Advanced Cone-beam CT and Its Potential Applications to Image-guided Radiation Therapy

 

Xiaochuan Pan, Ph.D.

Professor

Department of Radiology and the College

Committee on Medical Physics

Cancer Research Center

The University of Chicago

 

 

Radiation therapy has always been image guided in the sense that radiation beams are directed at an image-defined target within the patient. Computed tomography (CT) has been used as the dominant imaging tool for diagnosis, monitoring, and assessment in image-guided radiation therapy (IGRT).
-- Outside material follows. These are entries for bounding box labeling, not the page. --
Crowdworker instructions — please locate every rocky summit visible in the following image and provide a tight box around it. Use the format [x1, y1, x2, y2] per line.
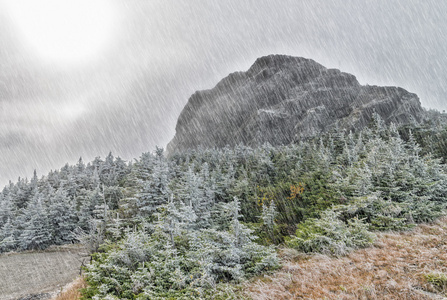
[167, 55, 425, 153]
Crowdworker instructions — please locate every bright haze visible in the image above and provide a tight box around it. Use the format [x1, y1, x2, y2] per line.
[0, 0, 447, 185]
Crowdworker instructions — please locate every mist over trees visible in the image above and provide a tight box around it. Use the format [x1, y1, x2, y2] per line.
[0, 114, 447, 299]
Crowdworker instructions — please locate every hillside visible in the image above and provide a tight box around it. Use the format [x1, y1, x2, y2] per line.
[167, 55, 425, 153]
[50, 218, 447, 300]
[244, 218, 447, 300]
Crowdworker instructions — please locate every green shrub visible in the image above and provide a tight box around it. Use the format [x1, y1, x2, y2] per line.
[287, 210, 375, 256]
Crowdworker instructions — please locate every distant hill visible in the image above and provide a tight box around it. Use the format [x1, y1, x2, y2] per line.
[167, 55, 425, 153]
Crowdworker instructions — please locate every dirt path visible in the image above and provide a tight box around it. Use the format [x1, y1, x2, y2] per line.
[0, 245, 87, 300]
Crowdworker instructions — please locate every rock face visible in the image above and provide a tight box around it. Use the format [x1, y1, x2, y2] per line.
[167, 55, 425, 153]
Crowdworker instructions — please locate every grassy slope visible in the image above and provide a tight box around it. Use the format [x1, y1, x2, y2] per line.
[245, 218, 447, 300]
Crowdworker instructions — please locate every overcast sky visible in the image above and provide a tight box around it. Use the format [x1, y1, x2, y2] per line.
[0, 0, 447, 186]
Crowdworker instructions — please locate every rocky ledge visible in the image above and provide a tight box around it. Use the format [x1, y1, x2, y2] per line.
[167, 55, 425, 154]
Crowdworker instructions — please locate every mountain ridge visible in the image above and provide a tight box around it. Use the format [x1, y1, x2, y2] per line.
[167, 55, 425, 154]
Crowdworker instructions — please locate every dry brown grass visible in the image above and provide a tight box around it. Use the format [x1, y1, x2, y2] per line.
[245, 218, 447, 300]
[52, 278, 86, 300]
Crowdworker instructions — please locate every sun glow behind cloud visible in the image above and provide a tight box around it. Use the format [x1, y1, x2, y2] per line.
[3, 0, 116, 64]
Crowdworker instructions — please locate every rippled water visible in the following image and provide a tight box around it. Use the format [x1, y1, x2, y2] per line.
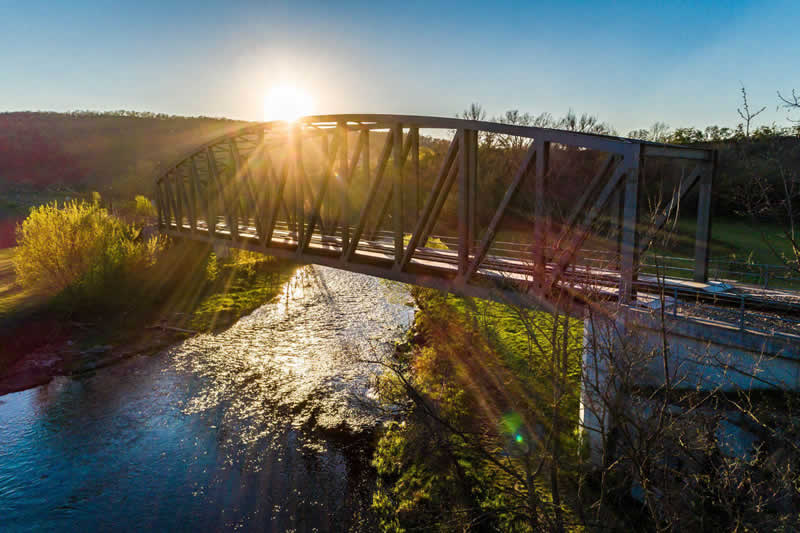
[0, 267, 413, 531]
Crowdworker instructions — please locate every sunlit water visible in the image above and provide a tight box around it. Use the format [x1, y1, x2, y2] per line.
[0, 267, 413, 531]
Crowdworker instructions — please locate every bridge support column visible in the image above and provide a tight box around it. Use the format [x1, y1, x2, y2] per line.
[694, 151, 717, 283]
[619, 144, 641, 304]
[458, 129, 478, 275]
[579, 307, 800, 466]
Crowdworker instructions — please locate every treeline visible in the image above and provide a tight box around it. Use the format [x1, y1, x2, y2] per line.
[0, 111, 248, 199]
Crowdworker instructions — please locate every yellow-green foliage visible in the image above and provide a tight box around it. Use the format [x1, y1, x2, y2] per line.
[372, 288, 581, 531]
[14, 201, 164, 303]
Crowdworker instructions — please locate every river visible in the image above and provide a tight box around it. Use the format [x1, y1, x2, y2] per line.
[0, 267, 413, 531]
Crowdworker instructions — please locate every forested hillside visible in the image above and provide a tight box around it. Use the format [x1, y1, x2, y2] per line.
[0, 111, 250, 248]
[0, 111, 247, 197]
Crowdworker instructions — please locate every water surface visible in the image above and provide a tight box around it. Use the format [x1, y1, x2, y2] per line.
[0, 267, 413, 531]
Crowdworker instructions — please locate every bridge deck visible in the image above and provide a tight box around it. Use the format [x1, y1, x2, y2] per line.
[162, 218, 800, 315]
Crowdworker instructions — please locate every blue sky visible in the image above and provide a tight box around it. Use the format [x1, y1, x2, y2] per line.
[0, 0, 800, 133]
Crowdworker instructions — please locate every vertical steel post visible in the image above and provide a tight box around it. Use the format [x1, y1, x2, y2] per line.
[289, 124, 305, 247]
[619, 143, 641, 304]
[392, 124, 405, 263]
[606, 186, 625, 270]
[467, 130, 478, 255]
[458, 130, 476, 275]
[340, 122, 350, 250]
[533, 139, 550, 284]
[155, 181, 164, 229]
[694, 150, 717, 283]
[410, 128, 422, 222]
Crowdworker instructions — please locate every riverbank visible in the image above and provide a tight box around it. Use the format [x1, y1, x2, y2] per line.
[0, 243, 296, 395]
[0, 266, 414, 532]
[372, 282, 582, 530]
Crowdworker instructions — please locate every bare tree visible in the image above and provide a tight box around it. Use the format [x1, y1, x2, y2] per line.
[778, 89, 800, 123]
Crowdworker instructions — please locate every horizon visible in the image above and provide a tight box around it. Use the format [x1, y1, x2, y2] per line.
[0, 2, 800, 135]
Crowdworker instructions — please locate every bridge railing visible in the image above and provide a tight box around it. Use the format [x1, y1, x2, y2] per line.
[155, 115, 715, 310]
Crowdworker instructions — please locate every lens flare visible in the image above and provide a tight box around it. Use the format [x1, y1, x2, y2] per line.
[264, 85, 313, 122]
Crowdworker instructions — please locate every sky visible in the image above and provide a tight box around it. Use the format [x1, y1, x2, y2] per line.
[0, 0, 800, 134]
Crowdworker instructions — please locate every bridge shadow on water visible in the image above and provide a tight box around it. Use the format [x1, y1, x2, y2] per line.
[0, 267, 411, 531]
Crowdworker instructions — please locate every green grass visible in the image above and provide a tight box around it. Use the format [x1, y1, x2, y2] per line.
[495, 217, 792, 265]
[189, 261, 296, 331]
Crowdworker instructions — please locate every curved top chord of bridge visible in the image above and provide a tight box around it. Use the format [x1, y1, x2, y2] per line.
[156, 111, 720, 308]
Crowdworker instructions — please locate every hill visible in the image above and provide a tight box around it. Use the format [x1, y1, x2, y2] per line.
[0, 111, 250, 247]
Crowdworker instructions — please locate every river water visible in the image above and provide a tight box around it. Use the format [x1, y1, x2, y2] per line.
[0, 267, 413, 531]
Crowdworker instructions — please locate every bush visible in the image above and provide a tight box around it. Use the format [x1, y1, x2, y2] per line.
[133, 194, 156, 220]
[14, 201, 164, 308]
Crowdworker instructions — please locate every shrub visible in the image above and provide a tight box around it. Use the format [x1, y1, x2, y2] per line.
[14, 201, 164, 307]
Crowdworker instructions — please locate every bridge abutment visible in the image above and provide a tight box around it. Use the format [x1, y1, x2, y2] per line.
[579, 307, 800, 466]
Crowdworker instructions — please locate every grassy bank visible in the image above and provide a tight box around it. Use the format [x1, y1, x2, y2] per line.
[373, 288, 582, 531]
[0, 242, 296, 392]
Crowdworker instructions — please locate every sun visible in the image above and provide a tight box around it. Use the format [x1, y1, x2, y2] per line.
[264, 85, 313, 122]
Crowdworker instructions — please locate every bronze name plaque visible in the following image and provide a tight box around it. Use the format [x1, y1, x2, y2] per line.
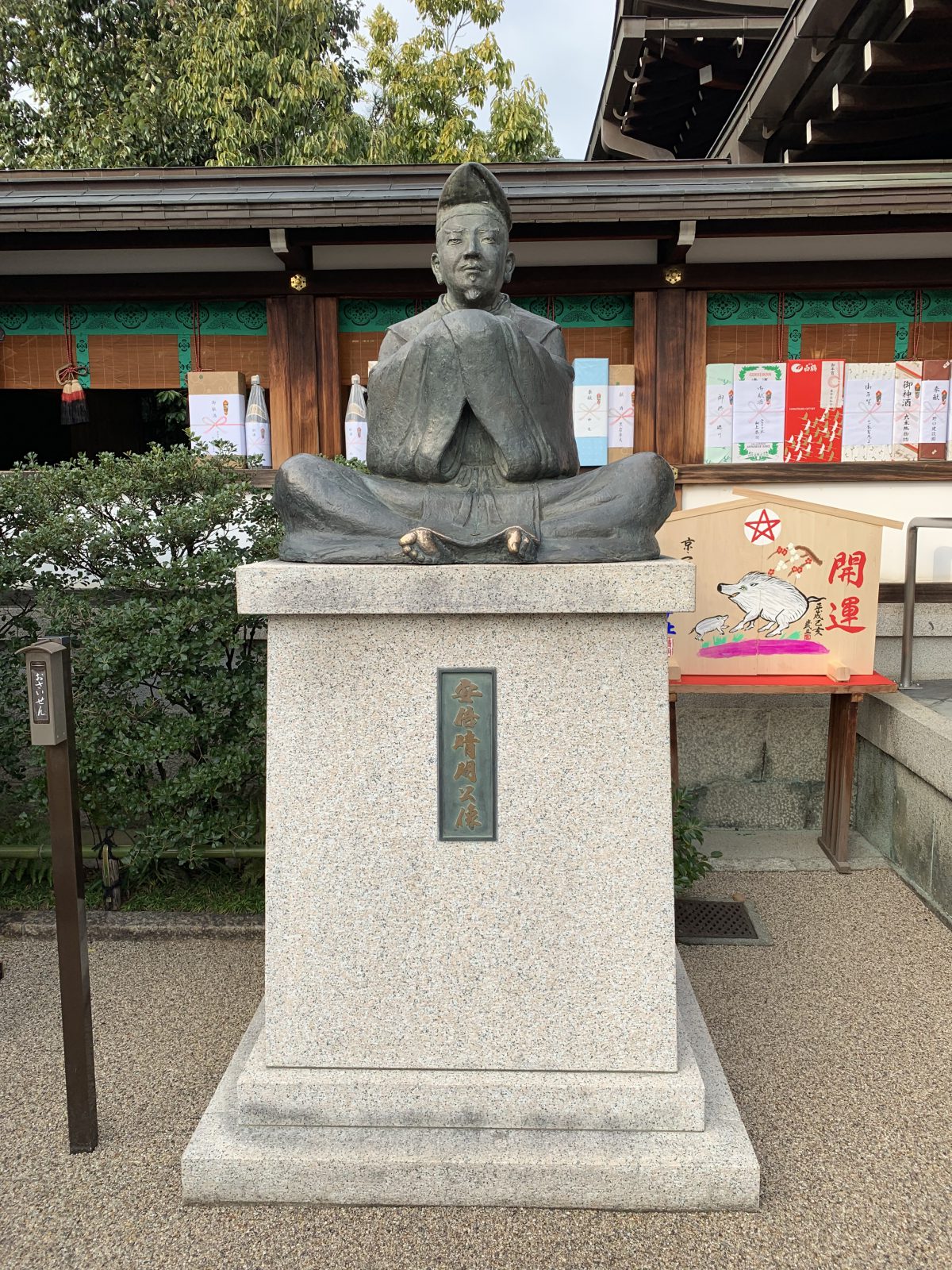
[438, 669, 497, 841]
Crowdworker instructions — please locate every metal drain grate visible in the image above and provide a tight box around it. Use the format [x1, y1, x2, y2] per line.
[674, 899, 770, 944]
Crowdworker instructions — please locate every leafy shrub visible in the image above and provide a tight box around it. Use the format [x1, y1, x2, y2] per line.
[0, 446, 279, 868]
[671, 787, 721, 895]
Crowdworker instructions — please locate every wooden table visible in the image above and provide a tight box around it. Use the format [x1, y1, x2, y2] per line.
[669, 675, 896, 872]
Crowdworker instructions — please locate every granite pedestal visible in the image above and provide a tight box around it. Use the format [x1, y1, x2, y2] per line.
[182, 560, 759, 1209]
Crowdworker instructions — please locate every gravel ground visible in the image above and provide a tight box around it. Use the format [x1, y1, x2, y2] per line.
[0, 872, 952, 1270]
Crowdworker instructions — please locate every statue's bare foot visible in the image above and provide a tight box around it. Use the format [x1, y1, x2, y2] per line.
[400, 525, 449, 564]
[505, 525, 538, 561]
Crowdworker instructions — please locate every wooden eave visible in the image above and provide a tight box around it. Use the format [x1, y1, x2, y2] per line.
[586, 0, 787, 160]
[708, 0, 952, 163]
[0, 160, 952, 236]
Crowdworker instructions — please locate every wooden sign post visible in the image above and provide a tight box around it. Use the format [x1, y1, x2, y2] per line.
[21, 640, 99, 1154]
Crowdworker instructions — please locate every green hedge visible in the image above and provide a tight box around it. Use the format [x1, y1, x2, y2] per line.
[0, 446, 279, 872]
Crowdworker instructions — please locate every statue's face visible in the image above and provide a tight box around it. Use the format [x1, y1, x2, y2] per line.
[430, 205, 516, 309]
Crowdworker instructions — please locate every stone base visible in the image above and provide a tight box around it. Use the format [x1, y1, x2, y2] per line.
[182, 968, 760, 1210]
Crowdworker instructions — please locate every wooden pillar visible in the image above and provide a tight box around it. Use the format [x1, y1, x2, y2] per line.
[655, 288, 707, 468]
[632, 291, 658, 455]
[315, 296, 344, 459]
[655, 287, 687, 468]
[268, 296, 320, 468]
[681, 291, 707, 464]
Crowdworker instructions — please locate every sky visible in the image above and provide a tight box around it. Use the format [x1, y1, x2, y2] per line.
[373, 0, 614, 159]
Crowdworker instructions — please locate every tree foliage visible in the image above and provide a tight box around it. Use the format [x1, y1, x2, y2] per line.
[0, 0, 367, 167]
[0, 446, 279, 862]
[0, 0, 557, 169]
[362, 0, 559, 163]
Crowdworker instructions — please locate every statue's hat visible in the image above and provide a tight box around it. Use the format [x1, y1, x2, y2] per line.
[436, 163, 512, 230]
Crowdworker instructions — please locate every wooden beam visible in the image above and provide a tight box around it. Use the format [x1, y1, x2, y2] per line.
[632, 291, 658, 455]
[315, 296, 344, 459]
[863, 40, 952, 75]
[665, 455, 952, 485]
[804, 108, 952, 148]
[13, 255, 952, 302]
[830, 81, 952, 118]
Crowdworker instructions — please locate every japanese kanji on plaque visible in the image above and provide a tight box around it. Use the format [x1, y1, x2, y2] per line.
[438, 669, 497, 841]
[658, 491, 903, 677]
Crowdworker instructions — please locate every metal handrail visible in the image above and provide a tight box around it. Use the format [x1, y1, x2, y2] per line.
[899, 516, 952, 688]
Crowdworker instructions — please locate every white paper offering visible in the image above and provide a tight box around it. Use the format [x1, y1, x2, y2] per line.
[843, 362, 896, 464]
[188, 392, 248, 455]
[732, 362, 787, 464]
[344, 375, 367, 464]
[704, 362, 734, 464]
[892, 362, 923, 462]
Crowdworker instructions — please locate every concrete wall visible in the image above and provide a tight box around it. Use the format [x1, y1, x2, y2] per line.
[853, 695, 952, 918]
[678, 605, 952, 829]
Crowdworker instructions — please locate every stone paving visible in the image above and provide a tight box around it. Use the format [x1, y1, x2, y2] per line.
[0, 870, 952, 1270]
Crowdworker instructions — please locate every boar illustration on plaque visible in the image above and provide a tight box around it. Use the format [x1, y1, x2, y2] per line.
[717, 572, 827, 652]
[658, 489, 903, 678]
[690, 614, 730, 641]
In the last few years, detector technology has allowed the development of advanced cone-beam CT for rapid volumetric imaging, and modern cone-beam CT is playing an increasingly important role in IGRT. The bottleneck of cone-beam CT imaging had been the lack of adequate theory and algorithms for reconstructing accurate volumetric images from cone-beam data until the recent theoretic breakthroughs in cone-beam imaging. In this lecture, following a brief discussion of CT-imaging basics, I will describe the new developments in cone-beam CT imaging and its potential applications to IGRT. In particular, I will emphasize the implications of targeted region-of-interest (ROI) imaging for reduction of radiation dose, scatter, and other artifacts in repeated imaging in IGRT. Furthermore, it is always desirable in IGRT practice to reduce CT imaging time by acquiring, e.g., CT data at a small number of views and/or over a limited angular range. Accurate image reconstruction from such limited CT data can be highly challenging. We have recently developed a new approach to addressing such limited data problems, and I will discuss some interesting results obtained with this new approach and their potential applications to imaging tasks in IGRT.